Weekly News Roundup Nō 17 / April 2026

COMESA Launches $25M Renewable Energy Facility


The Common Market for Eastern and Southern Africa (COMESA) has launched a $25 million financing programme to accelerate renewable energy adoption across member states. The Africa Sustainable Energy Transition Facility will support private-sector-led projects, especially those by small and medium-sized enterprises investing in solar, wind, and bioenergy solutions. The initiative aims to expand access to reliable and affordable clean energy while reducing dependence on fossil fuels.

Officials say the programme comes at a critical time as countries across the region face rising energy costs and climate pressures that threaten agricultural productivity and economic growth. Beyond financing, the facility will provide technical support and capacity building to help scale viable green energy projects. Stakeholders believe stronger access to renewable power could directly benefit agriculture by supporting irrigation, processing, and value addition across farming systems.

Source: Kilimo News

Extreme Heat Raises New Threat to Food Production

A new climate report has warned that extreme heat is becoming a growing threat to Kenya’s food production systems. Rising temperatures are creating longer periods of heat stress, making field work more difficult while increasing pressure on crops and livestock. Experts say the impact is especially severe in arid and semi-arid regions, where fragile farming systems already face climate-related strain.

The report notes that more “too hot to work” days are reducing labour productivity and forcing farmers to change planting schedules. Many are turning to irrigation and drought-tolerant crops, but access to these solutions remains uneven.
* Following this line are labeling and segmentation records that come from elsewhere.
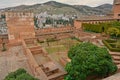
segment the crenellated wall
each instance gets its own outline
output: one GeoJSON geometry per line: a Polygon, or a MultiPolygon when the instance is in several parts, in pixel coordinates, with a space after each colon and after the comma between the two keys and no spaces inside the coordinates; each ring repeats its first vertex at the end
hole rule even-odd
{"type": "Polygon", "coordinates": [[[31,12],[6,12],[9,40],[34,38],[34,15],[31,12]]]}

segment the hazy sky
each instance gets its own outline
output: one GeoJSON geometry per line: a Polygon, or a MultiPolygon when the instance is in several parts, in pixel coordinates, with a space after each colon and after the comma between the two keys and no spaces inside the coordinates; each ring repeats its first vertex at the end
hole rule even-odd
{"type": "Polygon", "coordinates": [[[13,7],[18,5],[32,5],[37,3],[44,3],[47,1],[57,1],[62,3],[67,3],[71,5],[88,5],[88,6],[98,6],[104,3],[113,3],[113,0],[0,0],[0,8],[13,7]]]}

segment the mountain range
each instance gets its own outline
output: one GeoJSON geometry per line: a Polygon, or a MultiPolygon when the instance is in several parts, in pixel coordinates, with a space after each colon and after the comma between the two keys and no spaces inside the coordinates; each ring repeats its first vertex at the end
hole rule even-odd
{"type": "Polygon", "coordinates": [[[86,5],[68,5],[56,1],[49,1],[35,5],[20,5],[0,9],[0,11],[32,11],[35,14],[48,12],[49,14],[75,14],[75,15],[106,15],[112,12],[112,4],[103,4],[97,7],[86,5]]]}

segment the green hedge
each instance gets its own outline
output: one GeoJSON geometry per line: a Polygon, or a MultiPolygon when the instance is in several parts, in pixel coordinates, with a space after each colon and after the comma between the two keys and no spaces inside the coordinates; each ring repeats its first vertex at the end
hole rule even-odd
{"type": "Polygon", "coordinates": [[[110,50],[110,51],[115,51],[115,52],[120,52],[120,48],[114,48],[113,46],[115,46],[114,44],[110,44],[109,42],[111,40],[103,40],[103,43],[105,44],[105,46],[107,46],[107,48],[110,50]]]}
{"type": "Polygon", "coordinates": [[[108,28],[110,27],[116,27],[120,29],[120,22],[113,21],[113,22],[99,23],[99,24],[83,23],[82,26],[85,31],[101,33],[103,32],[103,29],[104,32],[107,32],[108,28]]]}

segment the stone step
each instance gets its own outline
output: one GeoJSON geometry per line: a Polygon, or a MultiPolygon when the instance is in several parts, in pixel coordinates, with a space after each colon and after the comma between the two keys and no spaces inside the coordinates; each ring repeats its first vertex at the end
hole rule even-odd
{"type": "Polygon", "coordinates": [[[112,56],[113,60],[118,60],[120,61],[120,56],[112,56]]]}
Agricultural stakeholders are now calling for faster investment in climate-smart farming, stronger early warning systems, and coordinated action to help farmers build resilience before declining yields deepen food insecurity.

Source: Nation Africa

KTDA Warns Rising Fuel Costs Could Hurt Tea Farmers

The Kenya Tea Development Agency has warned that rising fuel prices and global trade disruptions could significantly reduce earnings for tea farmers. Export delays linked to Middle East tensions have already disrupted shipping routes, leaving large volumes of Kenyan tea stranded in warehouses and slowing cash flow across the value chain.
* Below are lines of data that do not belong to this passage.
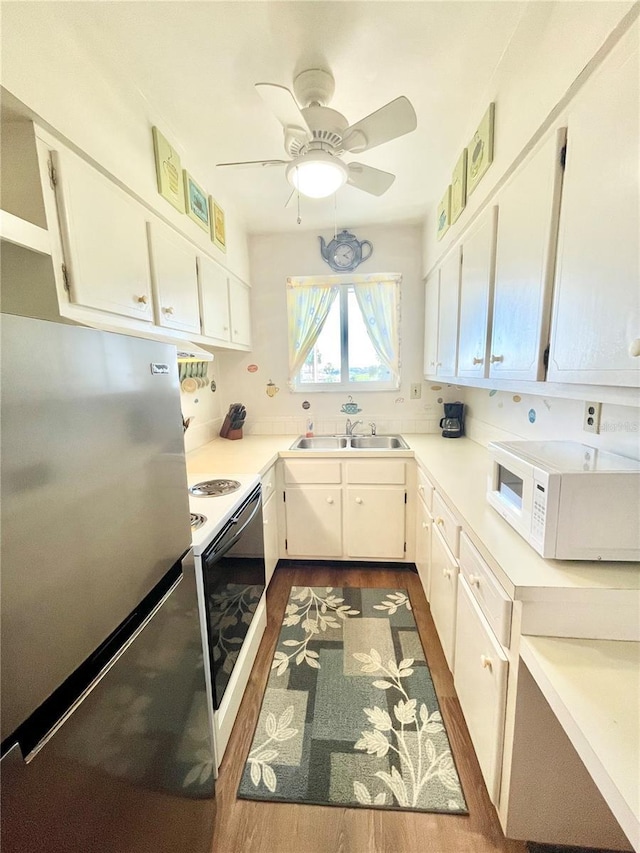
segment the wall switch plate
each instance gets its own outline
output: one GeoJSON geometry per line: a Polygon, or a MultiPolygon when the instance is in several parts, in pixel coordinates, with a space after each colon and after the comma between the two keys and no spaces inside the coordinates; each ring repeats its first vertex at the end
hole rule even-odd
{"type": "Polygon", "coordinates": [[[600,433],[600,411],[602,403],[585,403],[584,417],[582,419],[582,429],[585,432],[592,432],[595,435],[600,433]]]}

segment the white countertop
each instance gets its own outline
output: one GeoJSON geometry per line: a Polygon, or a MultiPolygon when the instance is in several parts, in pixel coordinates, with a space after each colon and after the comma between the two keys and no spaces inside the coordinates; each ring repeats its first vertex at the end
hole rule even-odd
{"type": "Polygon", "coordinates": [[[640,849],[640,643],[523,637],[520,656],[640,849]]]}
{"type": "MultiPolygon", "coordinates": [[[[264,474],[279,455],[320,458],[325,451],[290,451],[296,435],[245,436],[241,440],[216,439],[187,454],[189,474],[215,472],[264,474]]],[[[463,529],[496,574],[509,596],[516,600],[575,604],[592,601],[594,592],[620,591],[637,600],[640,621],[640,564],[545,560],[513,530],[486,500],[491,457],[486,448],[467,438],[440,435],[405,435],[408,451],[357,451],[358,458],[415,455],[434,486],[460,518],[463,529]]],[[[353,457],[353,450],[330,455],[353,457]]]]}

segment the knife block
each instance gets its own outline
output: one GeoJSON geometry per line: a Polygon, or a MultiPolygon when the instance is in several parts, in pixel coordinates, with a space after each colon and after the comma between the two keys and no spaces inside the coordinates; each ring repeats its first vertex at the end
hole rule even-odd
{"type": "Polygon", "coordinates": [[[220,438],[228,438],[230,441],[236,441],[242,438],[242,427],[239,429],[231,429],[231,417],[226,415],[224,423],[220,429],[220,438]]]}

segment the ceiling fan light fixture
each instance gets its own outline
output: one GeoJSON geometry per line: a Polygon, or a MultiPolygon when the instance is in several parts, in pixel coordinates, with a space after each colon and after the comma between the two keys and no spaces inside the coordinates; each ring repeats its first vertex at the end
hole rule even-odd
{"type": "Polygon", "coordinates": [[[326,198],[346,183],[347,167],[326,151],[310,151],[287,166],[289,183],[309,198],[326,198]]]}

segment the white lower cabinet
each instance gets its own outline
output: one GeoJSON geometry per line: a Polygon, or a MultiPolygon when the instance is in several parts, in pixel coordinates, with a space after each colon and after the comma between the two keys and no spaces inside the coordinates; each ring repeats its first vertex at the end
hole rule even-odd
{"type": "Polygon", "coordinates": [[[458,580],[454,684],[491,802],[498,803],[509,662],[464,579],[458,580]]]}
{"type": "Polygon", "coordinates": [[[453,670],[455,660],[457,591],[458,563],[440,530],[434,524],[431,533],[429,604],[440,645],[450,670],[453,670]]]}

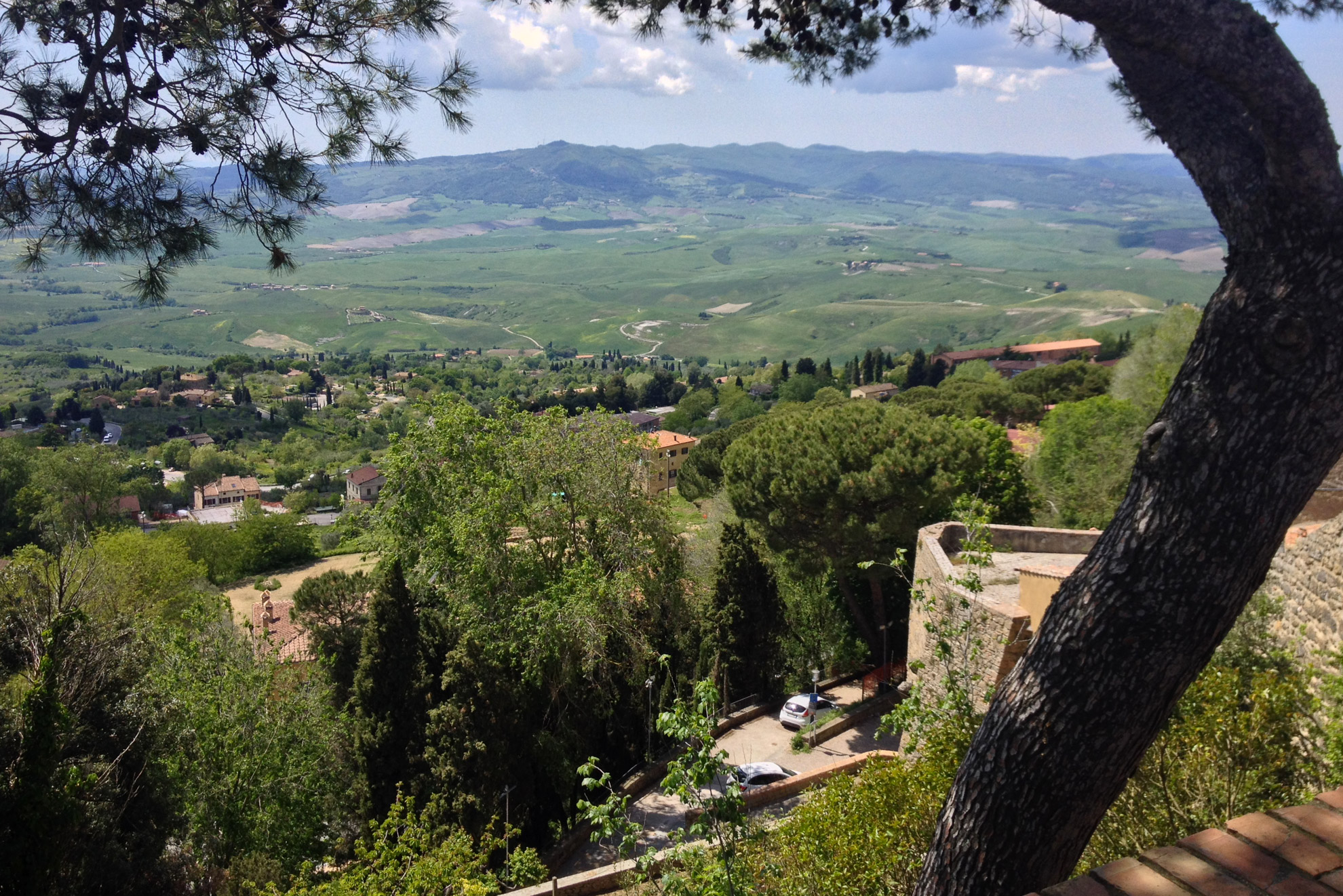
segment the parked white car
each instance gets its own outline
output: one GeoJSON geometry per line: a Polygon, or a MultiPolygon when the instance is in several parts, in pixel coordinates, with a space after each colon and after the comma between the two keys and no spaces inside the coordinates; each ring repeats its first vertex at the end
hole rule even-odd
{"type": "Polygon", "coordinates": [[[834,700],[826,700],[819,693],[799,693],[784,702],[779,710],[779,723],[784,728],[804,728],[815,722],[818,715],[834,708],[834,700]]]}
{"type": "Polygon", "coordinates": [[[736,777],[737,783],[741,785],[741,790],[745,791],[784,781],[798,773],[772,762],[748,762],[744,766],[733,766],[732,774],[736,777]]]}

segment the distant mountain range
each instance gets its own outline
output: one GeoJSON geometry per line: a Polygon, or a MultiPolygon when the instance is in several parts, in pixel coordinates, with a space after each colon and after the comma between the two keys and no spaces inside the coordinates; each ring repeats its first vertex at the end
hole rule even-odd
{"type": "Polygon", "coordinates": [[[700,204],[714,199],[827,199],[964,205],[970,201],[1113,208],[1164,199],[1202,205],[1185,169],[1166,154],[1052,158],[992,153],[855,152],[779,144],[647,149],[553,142],[479,156],[439,156],[395,166],[356,165],[328,176],[336,203],[402,196],[526,208],[603,201],[700,204]]]}

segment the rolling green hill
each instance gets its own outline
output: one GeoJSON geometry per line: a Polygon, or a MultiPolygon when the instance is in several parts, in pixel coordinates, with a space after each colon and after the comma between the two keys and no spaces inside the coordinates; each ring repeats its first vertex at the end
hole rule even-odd
{"type": "Polygon", "coordinates": [[[172,307],[122,300],[117,266],[0,266],[0,350],[839,358],[1142,329],[1217,283],[1215,225],[1159,156],[549,144],[351,168],[330,196],[297,271],[227,237],[172,307]]]}

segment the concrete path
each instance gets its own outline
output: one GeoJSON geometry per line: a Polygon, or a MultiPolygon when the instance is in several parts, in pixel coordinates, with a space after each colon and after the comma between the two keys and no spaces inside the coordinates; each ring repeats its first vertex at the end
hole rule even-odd
{"type": "MultiPolygon", "coordinates": [[[[862,685],[860,681],[841,684],[837,688],[826,691],[825,696],[841,707],[846,707],[862,697],[862,685]]],[[[732,765],[776,762],[784,769],[808,771],[830,765],[843,757],[857,755],[869,750],[894,748],[893,738],[877,740],[877,726],[880,723],[880,718],[868,719],[849,731],[813,747],[811,752],[794,752],[791,742],[795,731],[779,724],[779,714],[771,712],[770,715],[747,722],[740,728],[728,731],[719,738],[719,746],[727,750],[728,762],[732,765]]],[[[667,833],[685,825],[685,803],[676,797],[663,794],[658,787],[646,791],[638,799],[633,801],[630,803],[630,817],[643,825],[639,850],[657,850],[672,845],[667,833]]],[[[559,876],[577,875],[579,872],[608,865],[615,860],[614,844],[587,844],[564,862],[559,876]]]]}

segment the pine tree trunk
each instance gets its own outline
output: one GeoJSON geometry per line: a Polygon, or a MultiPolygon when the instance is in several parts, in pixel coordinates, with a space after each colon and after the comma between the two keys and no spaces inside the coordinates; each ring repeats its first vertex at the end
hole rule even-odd
{"type": "Polygon", "coordinates": [[[1324,103],[1237,0],[1046,0],[1092,23],[1228,237],[1128,494],[1003,683],[916,893],[1066,879],[1343,449],[1343,176],[1324,103]]]}

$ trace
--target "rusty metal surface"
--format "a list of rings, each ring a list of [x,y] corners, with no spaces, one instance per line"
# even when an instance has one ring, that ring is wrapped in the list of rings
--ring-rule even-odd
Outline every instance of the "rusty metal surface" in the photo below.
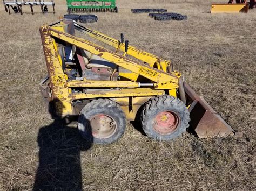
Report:
[[[186,94],[192,101],[189,108],[190,126],[199,138],[233,136],[236,134],[235,131],[187,84],[184,83],[184,86]]]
KTDA says recent fuel price increases have raised transport, processing, and farm input costs, placing added pressure on the sector. Higher freight charges and shipping surcharges are also squeezing exporters, while fertiliser prices may rise further due to global oil market volatility. Industry leaders are urging government intervention through tax reviews and support measures, warning that without relief, farmer bonuses and sector competitiveness could face serious pressure.